Keywords

1 Introduction

Deep neural networks (DNN) have achieved unprecedented performance in a number of fields such as speech recognition [1], computer vision [2], and natural language processing [22]. However, these works heavily rely on DNN with a huge number of parameters, and high computation capability [5]. For instance, the work by Krizhevsky et al. [2] achieved dramatic results in the 2012 ImageNet Large Scale Visual Recognition challenge (ILSVRC) using a network containing 60 million parameters. A convolutional neural network, VGG [27], which wins the ILSVRC 2014 consists of 15M neurons and 144M parameters. This challenge makes the deployment of DNNs impractical on devices with limited memory storage and computing power. Moreover, a large number of parameters tend to decrease the generalization of the model [4, 5]. There is thus a growing interest in reducing the complexity of DNNs.

Existing work on model compression and acceleration in DNN can be categorized into four types: parameter pruning and sparsity regularizers, low-rank factorization, transferred/compact convolutional filter and knowledge distillation. Among these techniques, one class focuses on promoting sparsity in DNNs. DNNs contain lots of redundant weights, occupying unnecessary computational resources while potentially causing overfitting and poor generalization. The network sparsity has been shown effective in network complexity reduction and addressing the overfitting problem [24, 25].

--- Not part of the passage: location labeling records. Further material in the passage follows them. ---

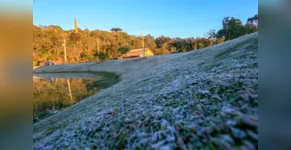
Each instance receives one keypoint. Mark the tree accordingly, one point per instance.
(232, 28)
(116, 30)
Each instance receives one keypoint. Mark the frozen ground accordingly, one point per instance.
(194, 100)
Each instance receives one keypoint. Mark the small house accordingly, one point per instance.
(134, 53)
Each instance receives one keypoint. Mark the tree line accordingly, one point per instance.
(98, 45)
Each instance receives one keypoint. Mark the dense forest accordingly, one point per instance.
(100, 45)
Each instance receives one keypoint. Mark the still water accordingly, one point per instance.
(53, 92)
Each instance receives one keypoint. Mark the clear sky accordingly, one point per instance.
(174, 18)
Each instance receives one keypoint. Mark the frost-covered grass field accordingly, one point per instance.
(204, 99)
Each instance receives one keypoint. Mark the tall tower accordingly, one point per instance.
(76, 26)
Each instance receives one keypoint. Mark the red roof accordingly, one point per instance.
(134, 53)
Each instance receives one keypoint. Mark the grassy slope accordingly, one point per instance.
(197, 99)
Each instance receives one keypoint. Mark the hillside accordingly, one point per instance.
(196, 99)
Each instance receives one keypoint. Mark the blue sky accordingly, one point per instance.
(174, 18)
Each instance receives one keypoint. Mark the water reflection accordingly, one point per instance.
(53, 92)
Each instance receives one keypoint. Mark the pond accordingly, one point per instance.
(53, 92)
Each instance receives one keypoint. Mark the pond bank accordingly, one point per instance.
(198, 99)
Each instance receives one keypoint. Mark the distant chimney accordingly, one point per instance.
(76, 26)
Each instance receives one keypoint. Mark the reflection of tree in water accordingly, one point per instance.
(50, 96)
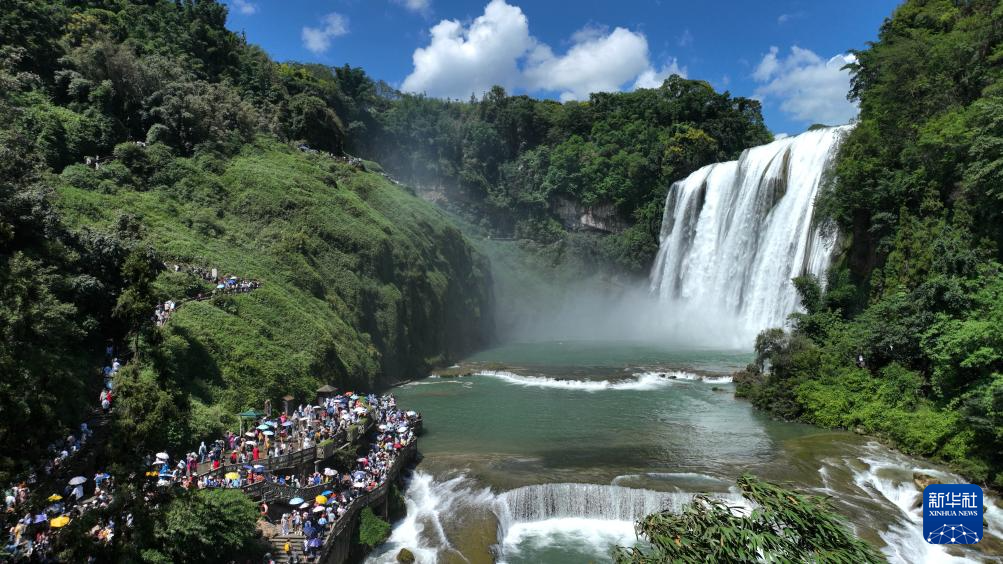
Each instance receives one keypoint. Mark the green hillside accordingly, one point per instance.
(364, 284)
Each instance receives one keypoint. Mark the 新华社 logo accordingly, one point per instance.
(952, 514)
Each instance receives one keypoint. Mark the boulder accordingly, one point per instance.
(923, 480)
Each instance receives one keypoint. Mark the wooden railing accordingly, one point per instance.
(404, 457)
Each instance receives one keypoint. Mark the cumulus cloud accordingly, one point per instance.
(416, 6)
(318, 39)
(245, 7)
(652, 78)
(597, 64)
(808, 87)
(497, 48)
(460, 60)
(686, 39)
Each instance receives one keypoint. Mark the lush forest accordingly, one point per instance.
(528, 169)
(365, 284)
(918, 290)
(197, 132)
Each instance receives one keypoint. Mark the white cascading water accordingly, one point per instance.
(734, 234)
(586, 515)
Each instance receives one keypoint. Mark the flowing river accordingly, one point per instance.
(551, 451)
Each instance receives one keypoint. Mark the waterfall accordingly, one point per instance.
(735, 233)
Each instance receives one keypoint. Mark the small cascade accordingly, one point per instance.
(735, 233)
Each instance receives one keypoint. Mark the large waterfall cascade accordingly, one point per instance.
(734, 234)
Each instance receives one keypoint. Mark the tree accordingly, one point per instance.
(193, 112)
(783, 526)
(210, 526)
(135, 304)
(373, 531)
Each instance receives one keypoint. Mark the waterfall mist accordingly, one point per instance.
(733, 236)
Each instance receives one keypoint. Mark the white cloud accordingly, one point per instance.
(809, 88)
(463, 59)
(686, 39)
(416, 6)
(599, 64)
(245, 7)
(652, 78)
(784, 18)
(496, 48)
(318, 39)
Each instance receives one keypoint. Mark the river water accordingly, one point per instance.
(551, 451)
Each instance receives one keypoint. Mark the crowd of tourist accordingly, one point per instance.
(227, 284)
(314, 520)
(29, 536)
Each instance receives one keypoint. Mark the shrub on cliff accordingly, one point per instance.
(785, 526)
(373, 531)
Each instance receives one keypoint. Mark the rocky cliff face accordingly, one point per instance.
(575, 216)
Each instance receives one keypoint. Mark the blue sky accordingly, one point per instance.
(785, 52)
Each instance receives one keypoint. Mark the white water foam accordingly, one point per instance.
(421, 531)
(889, 476)
(643, 381)
(593, 536)
(685, 376)
(592, 518)
(734, 234)
(684, 477)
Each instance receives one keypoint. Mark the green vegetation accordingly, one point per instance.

Sparsity for DNNs can be further classified into pruning and sharing, matrix designing and factorization, randomly reducing the complexity and sparse optimization. The pruning and sharing method is to remove redundant, non-information weights with a negligible drop of accuracy. However, pruning standards require manual setup for layers, which demands fine-tuning of the parameters and could be cumbersome for some applications.

The second methods reduce memory costs by structural matrix. However, structural constraint might bring bias to the model. On the other hand, how to find a proper structural matrix is difficult. Matrix factorization uses low-rank filters to accelerate convolution. The low-rank approximation was done layer by layer. However, the implementation is computationally expensive and cannot perform global parameter compression.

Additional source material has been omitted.